The would-be Mr. Rogers was hardly the first person to entice San Diegans with some flim-flam.

As I wrote in my story published yesterday, an 18-year-old wannabe children’s TV star convinced quite a few locals that he was on the track to fame.

Here’s a look at two hoaxes from our city’s past and an urban legend that people still fall for:

  • Three words: Lincoln love letters.

    It’s enough to make any magazine editor swoon. And that’s exactly what happened in 1928, when San Diego Union columnist Wilma Frances Minor got in touch with the prestigious Atlantic magazine about the find of a lifetime — letters between Abraham Lincoln and his first love.

    As Peter Rowe wrote in the Union-Tribune earlier this year, the magazine — and the public — played right along:

    Minor’s sensational epic, “Lincoln the Lover,” was serialized in The Atlantic; lauded by Lincoln biographers Carl Sandburg and Ida M. Tarbell; and embraced by the Rev. William E. Barton, a prominent Lincoln scholar and collector.

    There was only one problem: The documents were fakes.

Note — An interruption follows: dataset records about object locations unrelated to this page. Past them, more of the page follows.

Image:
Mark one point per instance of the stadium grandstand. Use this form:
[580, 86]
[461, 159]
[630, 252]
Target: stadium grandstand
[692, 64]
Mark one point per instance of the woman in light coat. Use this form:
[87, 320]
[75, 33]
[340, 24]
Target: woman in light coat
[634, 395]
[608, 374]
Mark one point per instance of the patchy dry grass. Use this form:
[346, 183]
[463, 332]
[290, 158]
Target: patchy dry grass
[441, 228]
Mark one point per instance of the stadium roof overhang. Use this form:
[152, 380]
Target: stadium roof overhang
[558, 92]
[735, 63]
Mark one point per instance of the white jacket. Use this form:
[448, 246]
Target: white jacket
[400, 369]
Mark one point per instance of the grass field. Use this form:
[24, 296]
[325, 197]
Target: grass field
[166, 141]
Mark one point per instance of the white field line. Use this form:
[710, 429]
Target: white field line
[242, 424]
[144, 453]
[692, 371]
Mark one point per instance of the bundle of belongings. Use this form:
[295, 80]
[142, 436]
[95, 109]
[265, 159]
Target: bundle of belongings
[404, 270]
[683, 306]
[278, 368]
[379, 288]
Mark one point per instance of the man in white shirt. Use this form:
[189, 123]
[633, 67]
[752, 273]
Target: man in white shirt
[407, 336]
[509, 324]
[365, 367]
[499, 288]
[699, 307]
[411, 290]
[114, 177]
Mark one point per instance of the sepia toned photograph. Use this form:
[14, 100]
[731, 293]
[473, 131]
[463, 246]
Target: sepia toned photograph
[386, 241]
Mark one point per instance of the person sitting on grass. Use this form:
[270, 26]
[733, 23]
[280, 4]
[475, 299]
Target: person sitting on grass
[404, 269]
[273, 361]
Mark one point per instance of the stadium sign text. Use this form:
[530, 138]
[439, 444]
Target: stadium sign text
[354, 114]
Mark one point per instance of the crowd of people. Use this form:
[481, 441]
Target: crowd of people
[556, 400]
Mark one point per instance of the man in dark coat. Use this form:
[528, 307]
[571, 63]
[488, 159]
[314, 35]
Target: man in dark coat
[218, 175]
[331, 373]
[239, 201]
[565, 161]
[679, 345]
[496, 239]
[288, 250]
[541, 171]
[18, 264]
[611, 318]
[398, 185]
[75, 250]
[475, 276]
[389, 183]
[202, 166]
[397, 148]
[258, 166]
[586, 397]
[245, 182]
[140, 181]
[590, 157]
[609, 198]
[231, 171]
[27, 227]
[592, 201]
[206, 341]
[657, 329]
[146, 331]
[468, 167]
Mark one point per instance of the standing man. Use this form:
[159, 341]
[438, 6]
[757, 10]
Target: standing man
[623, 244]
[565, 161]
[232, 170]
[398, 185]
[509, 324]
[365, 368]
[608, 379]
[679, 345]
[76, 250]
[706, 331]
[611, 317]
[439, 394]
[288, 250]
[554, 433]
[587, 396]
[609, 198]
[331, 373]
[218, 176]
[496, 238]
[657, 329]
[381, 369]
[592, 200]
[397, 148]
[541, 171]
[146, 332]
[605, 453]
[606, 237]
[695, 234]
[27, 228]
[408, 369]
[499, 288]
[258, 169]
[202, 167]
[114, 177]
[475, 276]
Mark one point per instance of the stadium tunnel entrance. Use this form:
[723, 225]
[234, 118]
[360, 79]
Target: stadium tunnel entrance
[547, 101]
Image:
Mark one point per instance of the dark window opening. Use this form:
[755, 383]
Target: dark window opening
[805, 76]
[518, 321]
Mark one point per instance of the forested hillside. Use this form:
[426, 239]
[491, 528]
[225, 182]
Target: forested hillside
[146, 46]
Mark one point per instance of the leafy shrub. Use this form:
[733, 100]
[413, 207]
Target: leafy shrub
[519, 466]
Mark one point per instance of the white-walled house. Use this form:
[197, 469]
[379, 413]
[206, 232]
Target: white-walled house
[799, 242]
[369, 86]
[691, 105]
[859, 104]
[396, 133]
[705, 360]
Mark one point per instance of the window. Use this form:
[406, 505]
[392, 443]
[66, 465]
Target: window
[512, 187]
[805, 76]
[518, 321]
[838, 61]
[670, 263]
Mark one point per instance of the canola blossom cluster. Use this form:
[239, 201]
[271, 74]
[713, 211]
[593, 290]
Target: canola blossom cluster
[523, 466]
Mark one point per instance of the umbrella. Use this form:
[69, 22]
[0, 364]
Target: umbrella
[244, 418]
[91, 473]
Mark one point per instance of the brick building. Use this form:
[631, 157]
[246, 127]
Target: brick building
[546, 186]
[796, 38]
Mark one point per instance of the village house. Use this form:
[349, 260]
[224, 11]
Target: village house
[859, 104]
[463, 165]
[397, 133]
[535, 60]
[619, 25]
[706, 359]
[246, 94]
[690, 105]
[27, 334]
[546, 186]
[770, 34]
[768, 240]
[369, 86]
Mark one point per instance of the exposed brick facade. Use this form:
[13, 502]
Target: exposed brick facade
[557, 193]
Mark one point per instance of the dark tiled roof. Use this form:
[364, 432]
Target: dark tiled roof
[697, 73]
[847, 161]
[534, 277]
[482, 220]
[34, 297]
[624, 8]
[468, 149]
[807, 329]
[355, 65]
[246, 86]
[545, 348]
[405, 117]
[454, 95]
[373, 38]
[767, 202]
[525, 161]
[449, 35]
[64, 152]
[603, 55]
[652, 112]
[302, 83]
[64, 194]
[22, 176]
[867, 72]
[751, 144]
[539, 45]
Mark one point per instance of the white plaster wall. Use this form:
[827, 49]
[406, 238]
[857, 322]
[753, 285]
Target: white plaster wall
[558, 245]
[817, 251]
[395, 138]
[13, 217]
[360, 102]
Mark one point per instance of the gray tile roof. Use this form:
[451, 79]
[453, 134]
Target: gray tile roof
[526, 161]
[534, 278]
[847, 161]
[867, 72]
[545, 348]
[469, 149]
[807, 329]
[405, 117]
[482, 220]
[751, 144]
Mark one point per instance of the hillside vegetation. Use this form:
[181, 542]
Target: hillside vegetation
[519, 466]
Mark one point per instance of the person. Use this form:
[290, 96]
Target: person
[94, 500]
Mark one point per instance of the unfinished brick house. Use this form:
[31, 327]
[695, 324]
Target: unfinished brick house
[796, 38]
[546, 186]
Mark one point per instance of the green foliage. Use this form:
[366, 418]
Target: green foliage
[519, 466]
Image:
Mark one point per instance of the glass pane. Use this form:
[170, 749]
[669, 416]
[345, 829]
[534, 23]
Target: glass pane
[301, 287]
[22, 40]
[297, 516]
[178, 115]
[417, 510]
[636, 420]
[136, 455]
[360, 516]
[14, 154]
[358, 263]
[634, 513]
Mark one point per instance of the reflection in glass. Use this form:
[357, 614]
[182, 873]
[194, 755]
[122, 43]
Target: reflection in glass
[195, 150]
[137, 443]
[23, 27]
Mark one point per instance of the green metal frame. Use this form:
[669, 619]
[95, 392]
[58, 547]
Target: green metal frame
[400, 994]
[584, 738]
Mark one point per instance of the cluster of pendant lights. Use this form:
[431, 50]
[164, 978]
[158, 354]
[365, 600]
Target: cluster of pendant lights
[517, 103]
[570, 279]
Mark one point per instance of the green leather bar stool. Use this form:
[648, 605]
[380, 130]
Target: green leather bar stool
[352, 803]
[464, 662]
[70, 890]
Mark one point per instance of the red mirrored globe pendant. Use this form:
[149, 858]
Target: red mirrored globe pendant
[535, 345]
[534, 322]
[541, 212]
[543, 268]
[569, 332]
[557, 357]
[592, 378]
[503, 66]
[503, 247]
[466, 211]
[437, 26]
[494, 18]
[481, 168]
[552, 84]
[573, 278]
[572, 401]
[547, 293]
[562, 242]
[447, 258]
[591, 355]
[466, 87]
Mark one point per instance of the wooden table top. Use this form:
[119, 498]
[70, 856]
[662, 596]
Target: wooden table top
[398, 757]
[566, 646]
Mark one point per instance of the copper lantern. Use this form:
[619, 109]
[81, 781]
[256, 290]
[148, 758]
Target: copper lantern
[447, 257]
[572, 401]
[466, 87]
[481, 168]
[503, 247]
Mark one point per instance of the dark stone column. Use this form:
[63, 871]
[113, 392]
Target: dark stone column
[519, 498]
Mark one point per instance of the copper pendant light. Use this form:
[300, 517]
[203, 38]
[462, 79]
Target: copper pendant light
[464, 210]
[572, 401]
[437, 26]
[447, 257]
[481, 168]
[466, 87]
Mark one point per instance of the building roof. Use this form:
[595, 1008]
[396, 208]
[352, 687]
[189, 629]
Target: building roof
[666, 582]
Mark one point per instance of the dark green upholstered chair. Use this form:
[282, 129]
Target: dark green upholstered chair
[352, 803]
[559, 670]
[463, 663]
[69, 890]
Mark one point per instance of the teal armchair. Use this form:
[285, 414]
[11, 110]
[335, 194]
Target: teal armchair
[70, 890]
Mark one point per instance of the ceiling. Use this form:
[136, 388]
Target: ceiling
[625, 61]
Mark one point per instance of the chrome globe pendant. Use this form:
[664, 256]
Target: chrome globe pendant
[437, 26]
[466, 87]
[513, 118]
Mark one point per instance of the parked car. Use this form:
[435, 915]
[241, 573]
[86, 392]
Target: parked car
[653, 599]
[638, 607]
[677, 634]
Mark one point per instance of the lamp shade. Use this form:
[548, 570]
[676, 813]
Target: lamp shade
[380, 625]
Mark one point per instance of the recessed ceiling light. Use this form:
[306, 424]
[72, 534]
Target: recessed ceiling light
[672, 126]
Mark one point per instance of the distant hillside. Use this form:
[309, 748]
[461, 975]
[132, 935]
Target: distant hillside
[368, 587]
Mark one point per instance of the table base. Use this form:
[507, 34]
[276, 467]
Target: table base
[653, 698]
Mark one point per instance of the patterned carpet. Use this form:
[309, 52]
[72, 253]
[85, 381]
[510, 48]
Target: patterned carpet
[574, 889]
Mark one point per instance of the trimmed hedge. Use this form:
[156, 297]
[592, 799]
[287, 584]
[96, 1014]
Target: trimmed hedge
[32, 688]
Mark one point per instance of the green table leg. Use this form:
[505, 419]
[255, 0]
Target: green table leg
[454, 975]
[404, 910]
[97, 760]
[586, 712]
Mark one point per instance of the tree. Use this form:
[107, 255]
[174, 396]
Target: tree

    It didn’t take long for the hoax to be uncovered. Minor went on to a life of obscurity:

    In the end, Wilma Francis Minor was exposed as a dishonest self-promoter of little genuine talent. But her audacity — to believe she could fool a nation then, as now, well-stocked with Lincoln scholars — was enormous.

    Her crime, said McCue of Redlands’ Lincoln Memorial Shrine, was a “backhanded compliment to Lincoln’s popularity.

    “People tend to fabricate that which they are interested in. You don’t find too many Millard Fillmore forgeries out there.”

  • On a spring morning in 1993, huge news spread across San Diego County by radio and word of mouth.

    The Space Shuttle was going to make an emergency landing at Montgomery Field!

    Or so said Dave Rickards, a morning deejay on KGB-FM.

    The Museum of Hoaxes website, run by La Mesa author and hoax specialist Alex Boese, picks up the tale:

    Thousands of commuters immediately headed towards the supposed landing site, causing enormous traffic jams that lasted for almost an hour. Police eventually had to be called in to clear the traffic.

    People arrived at the military airport armed with cameras, camcorders, and even folding chairs, ready to witness the landing. Reportedly the crowd swelled to over 1,000 people.

    Of course, the shuttle never landed. In fact, the Montgomery Field airport would have been far too small for the shuttle to even consider landing there. Moreover, there wasn’t even a shuttle in orbit at the time.

    It also happened to be April 1.

  • Are there really “munchkin houses” on La Jolla’s Mt. Soledad?

    An urban legend suggests the answer is yes. The story goes like this, Boese writes:

    Back in the 1930s a group of little people who had made a lot of money in Hollywood appearing in movies such as “The Wizard of Oz” supposedly came down to San Diego and built a collection of miniature houses on Mt. Soledad where they could live in comfort together.

    There’s no actual neighborhood but Boese and his wife did find a house that might have fit the bill:

    Seventy-Four Seventy-Seven Hillside Drive. It had small windows and a small door. … Ignoring the ‘No Trespassing’ sign (even though part of the legend of Midgetville is that the midgets who live there fiercely defend their land from the Bigs), I peeked through the window and saw the cobblestone-like tiled floors and a little round fireplace.

    So I think I found the Munchkin House, though I’m not 100% sure. It’s certainly not anything that would catch your attention if you weren’t specifically looking for it since it’s really not that small, which made the trip a bit disappointing. But the weird thing is, I’ve already forgotten how to get back there.